THE Sandiganbayan abused its discretion when it dismissed the graft case filed against former Pampanga governor and now Sen. Manuel Lapid in connection with the P728 million fertilizer fund scam, the Supreme Court (SC) has ruled.
In reversing the Sandiganbayan’s decision, the SC Second Division said the right of Lapid and his three co-defendants to a speedy disposition of the graft case filed against them was not violated even if it took three years for the preliminary investigation to be completed.
The ruling was contained in a 17-page decision penned by Associate Justice Jose Reyes Jr. and promulgated last August 19 but released to the media only on Thursday.
“In the absence of vexatious, capricious and oppressive delays in the conduct of the preliminary investigation, there can be no denial of right to a speedy disposition of cases.
In line with the foregoing disquisitions, the Court finds that the Sandiganbayan gravely abused its discretion when it dismissed the criminal case against Lapid et al supposedly due to inordinate delay,” the high court said.
It added that “there was no allegation or proof that the complaint was intended for malicious prosecution or that it was politically motivated.

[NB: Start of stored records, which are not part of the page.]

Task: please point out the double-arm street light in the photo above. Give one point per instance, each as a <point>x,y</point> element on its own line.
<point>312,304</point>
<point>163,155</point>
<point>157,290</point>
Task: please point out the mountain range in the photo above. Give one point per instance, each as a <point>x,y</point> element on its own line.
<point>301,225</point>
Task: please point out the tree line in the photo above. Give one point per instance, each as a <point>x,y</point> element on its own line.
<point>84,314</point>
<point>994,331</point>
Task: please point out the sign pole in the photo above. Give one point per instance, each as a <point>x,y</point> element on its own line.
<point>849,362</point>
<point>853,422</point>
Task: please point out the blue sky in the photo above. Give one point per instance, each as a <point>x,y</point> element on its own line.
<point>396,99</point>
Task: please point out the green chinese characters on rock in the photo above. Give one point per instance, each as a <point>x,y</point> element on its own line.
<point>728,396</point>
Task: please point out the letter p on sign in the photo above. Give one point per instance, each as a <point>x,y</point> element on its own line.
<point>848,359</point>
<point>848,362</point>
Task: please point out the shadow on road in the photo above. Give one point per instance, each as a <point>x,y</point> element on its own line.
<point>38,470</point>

Immediate dismissal of the criminal case on this point is thus, unwarranted. Consequently, the Court must analyze the existence and the cause of the delays.”
The SC directed the Sandiganbayan to “resolve the criminal case with reasonable dispatch.”

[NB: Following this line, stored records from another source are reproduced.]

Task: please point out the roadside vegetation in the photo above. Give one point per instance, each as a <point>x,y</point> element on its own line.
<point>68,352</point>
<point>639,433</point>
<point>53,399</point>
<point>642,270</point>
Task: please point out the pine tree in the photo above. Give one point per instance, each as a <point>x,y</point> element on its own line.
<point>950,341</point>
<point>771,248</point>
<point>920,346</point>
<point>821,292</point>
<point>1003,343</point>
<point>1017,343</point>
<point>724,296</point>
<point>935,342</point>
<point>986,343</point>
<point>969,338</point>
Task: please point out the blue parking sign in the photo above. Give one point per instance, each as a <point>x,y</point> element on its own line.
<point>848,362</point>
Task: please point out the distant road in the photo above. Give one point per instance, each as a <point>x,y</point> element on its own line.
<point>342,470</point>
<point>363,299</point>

The case stemmed from the purchase made by the Lapid-led Pampanga local government from the Malayan Pacific Trading Corporation (MPTC) of 3,880 bottles of macro-micro foliar fertilizers under the Ginintuang Masaganang Ani program of the Department of Agriculture.
Ombudsman investigators said the purchase violated provisions in the Government Procurement Reform Act which bars the government from engaging in acts that would cause undue injury to any party, or from giving any private party unwarranted benefits, advantages or preference in the discharge of his/her official administrative or judicial functions through manifest partiality, evident bad faith or gross inexcusable negligence.

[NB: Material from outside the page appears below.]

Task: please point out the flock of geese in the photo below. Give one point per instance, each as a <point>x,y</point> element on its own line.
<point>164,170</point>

The law likewise prohibits and penalizes any public official who enters into any contract or transaction manifestly and grossly disadvantageous to the government.
The SC said the case against Lapid formally commenced on May 2011 upon the filing of the complaint, pointing out that the period that it took for investigators to finish their fact-finding probe is excluded in determining the alleged extent of delay, if any, in the disposition of the case.
Even the Sandiganbayan, the high court note noted, has observed that there was no evidence that the Ombudsman conducted a fact-finding investigation way back in 2006, as claimed by the defense team.
“On the contrary, the subpoenas which the Ombudsman issued in connection with its fact-finding investigation, which Lapid et al, themselves submitted in evidence, were addressed to various government agencies but not to them. Thus, the fact-finding investigation could not have been vexatious, capricious and oppressive to them,” the high court said.
It noted that the Field Investigation Office-Task Force of the Ombudsman found probable cause to indict Lapid and his co-respondents on September 18, 2013, or two years and four months from the filing of the complaint. It was approved by the Ombudsman on June 3, 2014.
“Thus, from the filing of the formal complaint until the Ombudsman’s approval of the resolution finding probable cause against Lapid et al. the length of time consumed for the preliminary investigation was three years and one month,” the SC said.
It will be recalled that prior to his arraignment on February 2016, Lapid moved to dismiss the criminal case, raising as one of his grounds the alleged inordinate delay of eight years in the preliminary investigation and filing of the case.
Lapid said the delay violated his constitutional right to a speedy disposition of his cases.
The anti-graft court in a ruling on September 2016 affirmed Lapid’s right and dismissed the criminal cases.
The Office of the Ombudsman then filed a motion for reconsideration of the dismissal but the anti-graft court junked the plea, prompting the former to elevate the case to the SC by filing a motion for certiorari alleging grave abuse of discretion on the part of the Sandiganbayan when it issued the order.